Triage them as you normally would, then draft a 30-minute meeting agenda based on the result. Time-box each section. Highlight the 2-3 items that genuinely need group discussion versus the ones I can decide alone before the meeting.

The goal is to leave the meeting with owners and rough timelines, not deeper debate.

Tips and gotchas

Paste the full text, not titles. Duplicates hide in the description, not the title. Two bugs called "checkout broken" are often two different problems.

Define P1 upfront. Severity, customer impact, regression status. Without it, Claude defaults to whatever it picked up from training, and your priorities probably look different.

Don't ask it to assign owners in the same pass. Triage and assignment are different decisions. Mixing them produces vague results on both.

Ready to try?

Copy and pasteOpus 4.7 or Sonnet 4.6
Here are the bug reports that came in over the weekend. Triage them for me.

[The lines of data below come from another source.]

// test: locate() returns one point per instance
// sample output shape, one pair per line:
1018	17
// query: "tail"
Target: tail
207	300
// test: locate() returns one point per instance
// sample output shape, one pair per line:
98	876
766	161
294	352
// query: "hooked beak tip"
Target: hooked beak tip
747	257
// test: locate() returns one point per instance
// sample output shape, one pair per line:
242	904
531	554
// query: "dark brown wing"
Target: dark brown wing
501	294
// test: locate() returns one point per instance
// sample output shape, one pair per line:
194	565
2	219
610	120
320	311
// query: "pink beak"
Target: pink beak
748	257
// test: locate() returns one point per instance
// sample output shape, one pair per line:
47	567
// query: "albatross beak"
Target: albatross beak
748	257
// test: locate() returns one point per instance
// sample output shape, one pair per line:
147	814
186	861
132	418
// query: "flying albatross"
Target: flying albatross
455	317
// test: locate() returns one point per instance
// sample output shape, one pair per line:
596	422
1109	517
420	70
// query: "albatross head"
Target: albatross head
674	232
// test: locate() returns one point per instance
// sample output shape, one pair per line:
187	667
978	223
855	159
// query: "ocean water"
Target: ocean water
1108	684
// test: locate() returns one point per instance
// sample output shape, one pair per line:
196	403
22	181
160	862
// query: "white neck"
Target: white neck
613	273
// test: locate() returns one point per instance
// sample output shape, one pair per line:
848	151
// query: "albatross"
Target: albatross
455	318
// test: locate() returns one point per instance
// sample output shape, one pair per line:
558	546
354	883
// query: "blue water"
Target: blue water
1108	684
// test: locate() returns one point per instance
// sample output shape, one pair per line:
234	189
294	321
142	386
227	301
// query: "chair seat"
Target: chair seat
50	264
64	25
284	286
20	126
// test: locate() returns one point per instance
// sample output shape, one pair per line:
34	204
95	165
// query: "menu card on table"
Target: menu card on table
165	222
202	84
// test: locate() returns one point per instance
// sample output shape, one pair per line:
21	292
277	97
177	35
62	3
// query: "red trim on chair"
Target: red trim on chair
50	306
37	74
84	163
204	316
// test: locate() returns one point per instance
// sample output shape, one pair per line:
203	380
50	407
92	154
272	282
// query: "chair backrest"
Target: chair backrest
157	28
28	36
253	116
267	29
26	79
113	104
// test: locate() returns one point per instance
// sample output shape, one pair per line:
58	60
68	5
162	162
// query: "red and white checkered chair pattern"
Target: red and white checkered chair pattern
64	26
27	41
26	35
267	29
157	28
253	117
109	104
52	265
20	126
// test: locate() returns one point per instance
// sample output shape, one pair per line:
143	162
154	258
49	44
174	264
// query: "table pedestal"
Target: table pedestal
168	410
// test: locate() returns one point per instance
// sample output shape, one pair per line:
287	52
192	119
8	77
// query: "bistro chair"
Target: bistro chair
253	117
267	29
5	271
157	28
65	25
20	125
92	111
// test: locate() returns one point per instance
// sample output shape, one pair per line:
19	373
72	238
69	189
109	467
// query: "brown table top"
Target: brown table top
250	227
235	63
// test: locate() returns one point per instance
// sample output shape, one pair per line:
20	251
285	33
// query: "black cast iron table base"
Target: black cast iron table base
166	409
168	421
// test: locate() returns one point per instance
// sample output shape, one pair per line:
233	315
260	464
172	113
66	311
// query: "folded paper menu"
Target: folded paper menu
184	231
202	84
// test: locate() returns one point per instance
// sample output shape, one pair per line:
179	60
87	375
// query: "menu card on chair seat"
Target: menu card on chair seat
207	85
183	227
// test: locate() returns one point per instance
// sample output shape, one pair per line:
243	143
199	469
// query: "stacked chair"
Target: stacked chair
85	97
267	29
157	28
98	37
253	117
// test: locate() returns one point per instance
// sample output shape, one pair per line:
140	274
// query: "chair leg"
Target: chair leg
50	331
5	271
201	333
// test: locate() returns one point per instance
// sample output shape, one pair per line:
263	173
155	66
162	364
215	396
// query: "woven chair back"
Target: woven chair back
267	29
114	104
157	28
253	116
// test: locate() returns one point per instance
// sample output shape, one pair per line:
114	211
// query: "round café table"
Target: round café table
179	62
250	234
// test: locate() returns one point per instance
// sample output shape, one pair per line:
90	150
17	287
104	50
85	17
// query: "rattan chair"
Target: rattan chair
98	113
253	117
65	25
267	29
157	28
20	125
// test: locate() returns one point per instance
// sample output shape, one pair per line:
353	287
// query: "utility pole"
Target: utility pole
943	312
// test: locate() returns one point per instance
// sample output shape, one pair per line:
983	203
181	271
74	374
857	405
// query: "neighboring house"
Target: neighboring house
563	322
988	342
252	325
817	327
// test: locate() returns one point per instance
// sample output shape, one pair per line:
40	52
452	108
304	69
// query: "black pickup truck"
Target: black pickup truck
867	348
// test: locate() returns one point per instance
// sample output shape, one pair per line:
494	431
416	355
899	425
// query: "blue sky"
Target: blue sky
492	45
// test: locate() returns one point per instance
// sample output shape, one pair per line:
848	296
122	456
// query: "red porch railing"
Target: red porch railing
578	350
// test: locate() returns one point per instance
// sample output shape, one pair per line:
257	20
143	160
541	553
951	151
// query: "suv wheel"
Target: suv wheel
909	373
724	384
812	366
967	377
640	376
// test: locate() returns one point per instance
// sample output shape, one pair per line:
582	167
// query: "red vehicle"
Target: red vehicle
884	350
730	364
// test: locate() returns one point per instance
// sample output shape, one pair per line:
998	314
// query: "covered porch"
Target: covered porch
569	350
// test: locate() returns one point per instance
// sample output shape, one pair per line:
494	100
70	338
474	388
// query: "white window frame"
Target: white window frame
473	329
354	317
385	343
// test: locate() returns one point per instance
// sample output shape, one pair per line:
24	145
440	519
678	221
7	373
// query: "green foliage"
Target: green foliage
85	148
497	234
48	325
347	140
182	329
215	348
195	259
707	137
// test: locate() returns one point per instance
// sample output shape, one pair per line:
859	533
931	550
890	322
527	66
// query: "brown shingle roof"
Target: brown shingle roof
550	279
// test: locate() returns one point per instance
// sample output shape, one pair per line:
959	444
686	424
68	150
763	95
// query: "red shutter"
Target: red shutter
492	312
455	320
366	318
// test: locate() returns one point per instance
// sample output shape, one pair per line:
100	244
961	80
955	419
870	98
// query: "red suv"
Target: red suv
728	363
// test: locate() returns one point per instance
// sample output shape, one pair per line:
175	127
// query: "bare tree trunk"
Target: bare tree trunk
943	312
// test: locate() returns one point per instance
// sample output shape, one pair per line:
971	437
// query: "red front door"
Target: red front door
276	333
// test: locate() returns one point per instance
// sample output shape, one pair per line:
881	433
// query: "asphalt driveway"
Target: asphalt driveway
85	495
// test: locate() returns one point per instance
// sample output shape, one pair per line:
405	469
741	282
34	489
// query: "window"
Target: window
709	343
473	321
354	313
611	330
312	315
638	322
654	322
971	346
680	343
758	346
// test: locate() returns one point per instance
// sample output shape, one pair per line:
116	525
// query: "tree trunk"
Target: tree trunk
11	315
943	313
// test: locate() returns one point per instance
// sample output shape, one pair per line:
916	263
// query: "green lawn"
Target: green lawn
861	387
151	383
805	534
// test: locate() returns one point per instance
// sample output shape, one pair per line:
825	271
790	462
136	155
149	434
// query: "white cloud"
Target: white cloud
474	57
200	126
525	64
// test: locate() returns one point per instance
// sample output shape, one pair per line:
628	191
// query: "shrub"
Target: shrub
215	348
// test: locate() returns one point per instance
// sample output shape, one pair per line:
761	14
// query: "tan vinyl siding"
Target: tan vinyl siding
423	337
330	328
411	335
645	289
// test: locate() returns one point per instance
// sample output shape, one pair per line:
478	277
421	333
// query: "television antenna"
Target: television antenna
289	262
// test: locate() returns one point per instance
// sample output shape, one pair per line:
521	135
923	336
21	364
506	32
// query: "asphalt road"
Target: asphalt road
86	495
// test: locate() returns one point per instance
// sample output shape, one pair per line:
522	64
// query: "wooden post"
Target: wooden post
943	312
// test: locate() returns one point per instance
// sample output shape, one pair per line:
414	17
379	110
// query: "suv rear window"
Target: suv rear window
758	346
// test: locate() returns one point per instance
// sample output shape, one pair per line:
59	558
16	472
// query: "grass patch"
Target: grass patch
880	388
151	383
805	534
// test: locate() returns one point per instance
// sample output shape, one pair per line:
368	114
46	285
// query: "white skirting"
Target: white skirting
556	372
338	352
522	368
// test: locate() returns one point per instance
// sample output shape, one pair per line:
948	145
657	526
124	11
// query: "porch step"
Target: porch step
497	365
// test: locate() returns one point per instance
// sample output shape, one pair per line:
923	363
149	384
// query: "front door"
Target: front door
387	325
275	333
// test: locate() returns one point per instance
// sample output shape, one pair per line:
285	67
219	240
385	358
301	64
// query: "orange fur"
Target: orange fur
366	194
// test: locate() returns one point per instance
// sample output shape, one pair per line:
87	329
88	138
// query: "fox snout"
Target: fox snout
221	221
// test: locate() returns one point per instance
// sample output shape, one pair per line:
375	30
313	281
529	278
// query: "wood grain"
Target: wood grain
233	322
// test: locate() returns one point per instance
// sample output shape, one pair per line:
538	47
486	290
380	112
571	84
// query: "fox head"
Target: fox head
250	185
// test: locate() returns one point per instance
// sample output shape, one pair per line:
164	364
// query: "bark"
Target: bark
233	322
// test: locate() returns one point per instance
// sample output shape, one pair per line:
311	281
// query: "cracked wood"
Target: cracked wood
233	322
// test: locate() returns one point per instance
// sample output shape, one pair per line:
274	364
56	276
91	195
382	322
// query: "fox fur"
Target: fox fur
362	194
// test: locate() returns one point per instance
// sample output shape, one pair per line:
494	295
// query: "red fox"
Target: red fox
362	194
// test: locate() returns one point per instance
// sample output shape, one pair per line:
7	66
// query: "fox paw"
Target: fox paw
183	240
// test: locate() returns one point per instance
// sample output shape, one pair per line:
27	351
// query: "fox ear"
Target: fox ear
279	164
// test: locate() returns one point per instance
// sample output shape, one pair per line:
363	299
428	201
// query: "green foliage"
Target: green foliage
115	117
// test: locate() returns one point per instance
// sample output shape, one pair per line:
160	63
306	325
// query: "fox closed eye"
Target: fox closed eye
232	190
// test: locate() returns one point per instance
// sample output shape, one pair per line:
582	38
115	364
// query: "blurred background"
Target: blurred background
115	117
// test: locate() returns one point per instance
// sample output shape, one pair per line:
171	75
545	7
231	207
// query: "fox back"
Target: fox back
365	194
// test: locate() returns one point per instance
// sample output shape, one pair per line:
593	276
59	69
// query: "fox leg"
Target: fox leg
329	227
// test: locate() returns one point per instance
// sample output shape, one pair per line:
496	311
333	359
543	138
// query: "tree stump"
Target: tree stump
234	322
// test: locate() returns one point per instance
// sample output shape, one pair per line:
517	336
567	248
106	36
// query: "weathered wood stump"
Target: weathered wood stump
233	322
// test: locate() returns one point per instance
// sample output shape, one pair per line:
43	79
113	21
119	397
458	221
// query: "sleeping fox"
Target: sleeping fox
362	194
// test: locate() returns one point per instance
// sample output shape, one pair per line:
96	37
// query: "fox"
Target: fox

[paste the full text of each report, with whatever fields you have: title, description, repro steps, version, reporter]

For my context: I count something as a P1 if it's a regression in the last release OR it's blocking a paying customer's core flow. Anything else is P2 or below.

Do this:
1. Group obvious duplicates. Show me which IDs collapse together and why.
2. Pull out anything that's actually a feature request, not a bug, and put it in a separate bucket.
3. Identify the P1s by my definition above and say specifically why each one qualifies.
4. Produce a final prioritized list: P1s first, then P2s, then "needs more info" (where the report doesn't have enough to act on).

Don't assign owners. That's a separate pass.